Sabahın ilk ışığında bir nefes kadar yakın,
Ve rüzgârda uçuşan yapraklarda saklı.
Zenginlik, toprakla el ele yürümek,
Ayağa bastığın çamurun bile tadını bilmek,
Bir çocuğun gülüşünü hazine saymak,
Ve yıldızları gecenin koynunda saymak.
Zenginlik, sabah kahvesinin sıcaklığında,
Bir dostun sesiyle içten gülüşte,
Sessiz bir kütüphanede tozlu kitapların arasında,
Ve eski bir melodide ruhun dans etmesinde.
Zenginlik, yıldızları satın almakta değil,
Onları izlemekte, hayalini onlarınla paylaşmakta.
Ve yağmurun altında çıplak ayakla dans etmekte,
Her damlanın kalbine dokunduğunu hissetmekte.
Zenginlik, bir anı biriktirmek,
Bir dostun elini tutmak, göz göze gelmek,
Ve suskunlukta bile anlaşılabilmek,
Bir bakışta bütün geçmişi ve geleceği sevmek.
Zenginlik, sessizlikte konuşabilmek,
Ve boşluğun içinde bir anlam yaratabilmek.
Bir dağın tepesinde nefes nefese kalmak,
Ve orada dünyanın bütün sırlarını hissetmek.
Zenginlik, bir kelebeği izlemek,
Onun ömrünün kıymetini bilmek,
Ve bir çiçeğin rengine hayran kalmak,
Hiçbir parayla satın alınamayacak olanı sevmek.
Zenginlik, sevgiyle beslenir,
Ve minnettarlıkla büyür.
Zenginlik, gözlerinle, kalbinle, ruhunla görülür,
Ve sadece hissedenler tarafından anlaşılır.

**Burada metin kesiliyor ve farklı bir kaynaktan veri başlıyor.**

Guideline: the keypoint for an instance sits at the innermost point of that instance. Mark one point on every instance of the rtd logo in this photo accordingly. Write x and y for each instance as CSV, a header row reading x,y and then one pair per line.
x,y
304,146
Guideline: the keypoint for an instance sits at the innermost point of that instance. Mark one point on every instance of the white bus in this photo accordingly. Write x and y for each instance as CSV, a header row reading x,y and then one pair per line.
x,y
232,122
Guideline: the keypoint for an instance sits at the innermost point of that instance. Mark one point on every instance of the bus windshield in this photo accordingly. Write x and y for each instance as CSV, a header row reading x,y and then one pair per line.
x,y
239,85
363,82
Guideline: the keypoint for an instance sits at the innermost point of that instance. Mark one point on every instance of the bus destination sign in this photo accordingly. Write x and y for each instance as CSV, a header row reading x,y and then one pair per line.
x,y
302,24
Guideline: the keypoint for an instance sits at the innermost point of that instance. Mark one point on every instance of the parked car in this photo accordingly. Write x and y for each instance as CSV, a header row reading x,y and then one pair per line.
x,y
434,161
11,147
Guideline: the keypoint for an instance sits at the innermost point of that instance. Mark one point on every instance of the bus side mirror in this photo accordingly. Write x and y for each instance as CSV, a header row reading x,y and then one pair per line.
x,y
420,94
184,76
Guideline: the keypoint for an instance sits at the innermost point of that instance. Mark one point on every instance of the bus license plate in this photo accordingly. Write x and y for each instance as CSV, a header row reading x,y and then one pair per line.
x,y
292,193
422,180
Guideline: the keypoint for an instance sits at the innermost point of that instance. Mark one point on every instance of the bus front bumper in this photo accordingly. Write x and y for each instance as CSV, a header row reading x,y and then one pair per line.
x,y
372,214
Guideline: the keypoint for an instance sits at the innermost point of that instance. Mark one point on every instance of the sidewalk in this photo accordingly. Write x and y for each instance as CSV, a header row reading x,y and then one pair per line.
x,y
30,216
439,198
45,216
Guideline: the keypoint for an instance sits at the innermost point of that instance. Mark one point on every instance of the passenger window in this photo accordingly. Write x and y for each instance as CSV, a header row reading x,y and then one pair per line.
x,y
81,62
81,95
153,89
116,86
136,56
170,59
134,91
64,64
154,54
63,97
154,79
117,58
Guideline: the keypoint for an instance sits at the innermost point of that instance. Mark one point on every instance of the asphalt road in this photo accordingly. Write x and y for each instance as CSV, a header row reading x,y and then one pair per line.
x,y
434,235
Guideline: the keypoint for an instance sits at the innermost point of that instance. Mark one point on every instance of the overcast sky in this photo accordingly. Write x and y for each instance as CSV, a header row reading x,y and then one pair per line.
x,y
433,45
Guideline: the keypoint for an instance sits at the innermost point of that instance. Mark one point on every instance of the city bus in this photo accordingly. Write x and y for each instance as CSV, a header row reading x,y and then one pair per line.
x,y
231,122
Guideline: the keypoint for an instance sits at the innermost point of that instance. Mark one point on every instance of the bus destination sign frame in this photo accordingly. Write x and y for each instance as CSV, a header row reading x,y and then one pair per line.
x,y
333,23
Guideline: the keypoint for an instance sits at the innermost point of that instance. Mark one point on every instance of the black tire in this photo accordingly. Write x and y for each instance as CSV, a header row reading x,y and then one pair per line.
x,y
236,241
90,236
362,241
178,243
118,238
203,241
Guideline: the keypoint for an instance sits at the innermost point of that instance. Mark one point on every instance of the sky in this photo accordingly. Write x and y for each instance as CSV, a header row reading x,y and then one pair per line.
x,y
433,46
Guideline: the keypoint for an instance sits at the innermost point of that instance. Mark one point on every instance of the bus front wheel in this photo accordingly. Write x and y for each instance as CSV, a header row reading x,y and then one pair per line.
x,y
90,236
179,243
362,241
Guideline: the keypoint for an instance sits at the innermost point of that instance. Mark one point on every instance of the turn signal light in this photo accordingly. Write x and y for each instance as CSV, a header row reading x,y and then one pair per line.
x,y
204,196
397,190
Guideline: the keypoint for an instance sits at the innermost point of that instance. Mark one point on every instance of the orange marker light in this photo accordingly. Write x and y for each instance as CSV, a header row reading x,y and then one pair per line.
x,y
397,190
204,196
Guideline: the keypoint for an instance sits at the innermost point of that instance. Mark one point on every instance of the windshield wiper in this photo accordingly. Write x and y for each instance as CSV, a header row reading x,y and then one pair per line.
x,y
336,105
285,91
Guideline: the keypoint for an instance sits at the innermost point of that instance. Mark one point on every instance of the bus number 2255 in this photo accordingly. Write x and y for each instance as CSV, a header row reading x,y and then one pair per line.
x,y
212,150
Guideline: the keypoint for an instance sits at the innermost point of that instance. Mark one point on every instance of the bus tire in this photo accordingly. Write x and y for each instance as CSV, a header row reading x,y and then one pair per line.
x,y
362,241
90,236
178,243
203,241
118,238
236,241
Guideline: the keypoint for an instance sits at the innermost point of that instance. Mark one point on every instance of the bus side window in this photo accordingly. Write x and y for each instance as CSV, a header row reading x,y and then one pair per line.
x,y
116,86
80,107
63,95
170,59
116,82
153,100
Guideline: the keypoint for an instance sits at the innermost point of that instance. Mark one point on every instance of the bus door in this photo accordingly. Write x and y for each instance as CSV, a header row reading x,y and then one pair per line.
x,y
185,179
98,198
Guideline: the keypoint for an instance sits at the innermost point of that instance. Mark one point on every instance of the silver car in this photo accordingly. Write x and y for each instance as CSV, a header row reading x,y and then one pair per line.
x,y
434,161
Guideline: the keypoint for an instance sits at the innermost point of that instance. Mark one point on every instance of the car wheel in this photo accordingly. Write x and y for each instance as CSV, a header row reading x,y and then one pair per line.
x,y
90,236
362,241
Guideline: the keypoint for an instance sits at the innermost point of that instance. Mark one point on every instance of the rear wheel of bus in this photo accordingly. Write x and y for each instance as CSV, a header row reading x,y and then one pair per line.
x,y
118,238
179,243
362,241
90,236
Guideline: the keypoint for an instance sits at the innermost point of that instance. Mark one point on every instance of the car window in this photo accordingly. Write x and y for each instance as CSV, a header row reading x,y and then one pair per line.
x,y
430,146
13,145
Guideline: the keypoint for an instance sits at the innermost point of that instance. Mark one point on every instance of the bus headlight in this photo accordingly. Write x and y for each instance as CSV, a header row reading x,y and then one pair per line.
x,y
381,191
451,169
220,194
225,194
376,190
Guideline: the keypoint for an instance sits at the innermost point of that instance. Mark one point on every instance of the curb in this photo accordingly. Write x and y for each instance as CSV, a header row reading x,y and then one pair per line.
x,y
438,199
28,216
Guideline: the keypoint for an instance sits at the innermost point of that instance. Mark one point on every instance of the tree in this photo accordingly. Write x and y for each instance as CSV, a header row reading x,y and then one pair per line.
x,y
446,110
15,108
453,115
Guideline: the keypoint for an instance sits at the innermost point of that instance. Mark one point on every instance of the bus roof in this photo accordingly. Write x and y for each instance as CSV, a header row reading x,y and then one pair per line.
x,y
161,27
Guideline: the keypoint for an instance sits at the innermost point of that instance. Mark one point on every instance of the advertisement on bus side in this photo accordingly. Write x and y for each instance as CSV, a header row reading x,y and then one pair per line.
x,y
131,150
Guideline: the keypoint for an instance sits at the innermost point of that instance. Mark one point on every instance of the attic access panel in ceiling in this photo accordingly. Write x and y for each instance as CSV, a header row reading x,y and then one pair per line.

Zenginlik, zamanın içinde kaybolmayan,
Bir gülümseme, bir dokunuş, bir anıdır.
Ve bu anlar birikir, taşar,
Bir insanın kalbinde en gerçek hazinedir.
Zenginlik, dünyayı dolaşmakta değil,
Kendi içini dolaşmakta,
Ve her nefeste yeni bir hazinenin farkına varmaktır.
Çünkü zenginlik, aslında her şeyde saklıdır—
Ama sadece bilen, gören ve hissedenler için.